Mars Lost Its Water Rapidly

A new mechanism for desiccation on Mars could have dried up an ocean much faster than previously thought.

Bedrock at site of putative lakebed. Bedrock at this site added to a puzzle about ancient Mars by indicating that a lake was present, but that little carbon dioxide was in the air to help keep a lake unfrozen. Credits: NASA/JPL-Caltech/MSSS, Feb 6, 2017
Credits: NASA/JPL-Caltech/MSSS, Feb 6, 2017

Planetary scientists have long inferred vast quantities of water in Mars’s past based on canyons, channels, sediments and erosion patterns. There is no water today. Why? The common answer has been that the solar wind and ultraviolet light from the sun gradually reduced the Martian atmosphere to the point where there was insufficient pressure to keep water in the liquid state. The drying process, thought to be “a trickle,” would have been accelerated as the red planet’s magnetic field decayed. Today, there are only patches of magnetic field remaining.

Now, Science has reported another process that could have accelerated the loss of Mars water: dust storms. Paul Voosen writes about findings from the MAVEN mission in his article, “Dust storms on Mars propel water’s escape to space.” These “churning dust storms” which mysteriously blanket the entire globe every few years, act like water pumps, propelling water from the ground out into space. This mechanism had been suggested before.

During the 2018 storm, however, Shane Stone, a graduate student at the University of Arizona, was looking at data from MAVEN, which has studied the planet’s upper atmosphere since 2014. One MAVEN instrument directly samples the gossamer atmosphere as the probe dips to its lowest orbital altitude of 150 kilometers, and Stone and his colleagues couldn’t believe what it was reporting: While the dust swirled at lower altitudes, a deluge of water was reaching the edge of space. “This was really a smack in the face,” Stone says. “The global dust storm stands out in the data like nothing else.”

Other scientists realized that the process creates a feedback loop that actually increases the draw of water up high into the atmosphere.

Fedorova and colleagues believe dust drives a positive feedback that pumps water into the upper atmosphere. Sun-warmed dust particles radiate heat into the lower atmosphere, driving winds that kick up more dust, which in turn leads to more heat and more dust. A warmer atmosphere can hold more water vapor, and the dust itself likely drags water along with it as it swirls into the upper atmosphere.

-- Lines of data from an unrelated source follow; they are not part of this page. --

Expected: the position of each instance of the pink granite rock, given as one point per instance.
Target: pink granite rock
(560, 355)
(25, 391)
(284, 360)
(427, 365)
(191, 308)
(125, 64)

The TGO observations showed water levels gradually increase through the southern summer, but the MAVEN data suggest regional and global dust storms drive the largest spikes. Over the course of 2 days near the start of the 2018 storm, water abundance in the upper atmosphere, normally about 3 parts per million, more than doubled; by summer’s peak, the storm and the overall warming ultimately combined to push those levels to 60 parts per million. “It’s just a huge influx of water,” Stone says.

On top of that, carbon dioxide in the solar wind is now thought to be more efficient at breaking up water molecules. High in the atmosphere, CO₂ “vigorously splits the water molecules apart,” the article says. Then, the ions are swept out into space, never to return.

A “lake” of briny water is inferred to exist under Mars’ north polar cap.

To estimate how quickly Mars water would be depleted would require knowing the initial quantity of water and the frequency of dust storms. Being moyboys, the planetary scientists assume that the dust-pump process continued over billions of years.

The MAVEN team has calculated that if the observed loss rates persisted throughout martian history, the planet would have lost a global ocean more than 25 meters deep. But how long this dust-driven destruction has operated on Mars is anyone’s guess, Stone adds. It could be recent, or it may have been key to drying out the planet billions of years ago. Researchers believe the planet once had a protective magnetic field that failed early in its history, allowing the solar wind to penetrate deeper in the atmosphere, where global dust storms were putting water in harm’s way. That could have caused water loss to surge, Chaffin says. “Maybe you fall off a cliff and get this seasonal and dust-driven loss,” he says. What MAVEN is witnessing now, he adds, could be the end of a “planetary death spiral.”

If the global ocean had been shallower than that, and the magnetic field had not started out strong, the desiccation of Mars could have been more rapid.

Figuring out how rapid could be an interesting research project for someone looking at the data with different assumptions about age. What is telling about this article is that the secular planetary scientists were surprised about the rapidity of the process. Maybe the “planetary death spiral” occurred much more recently than billions of years ago.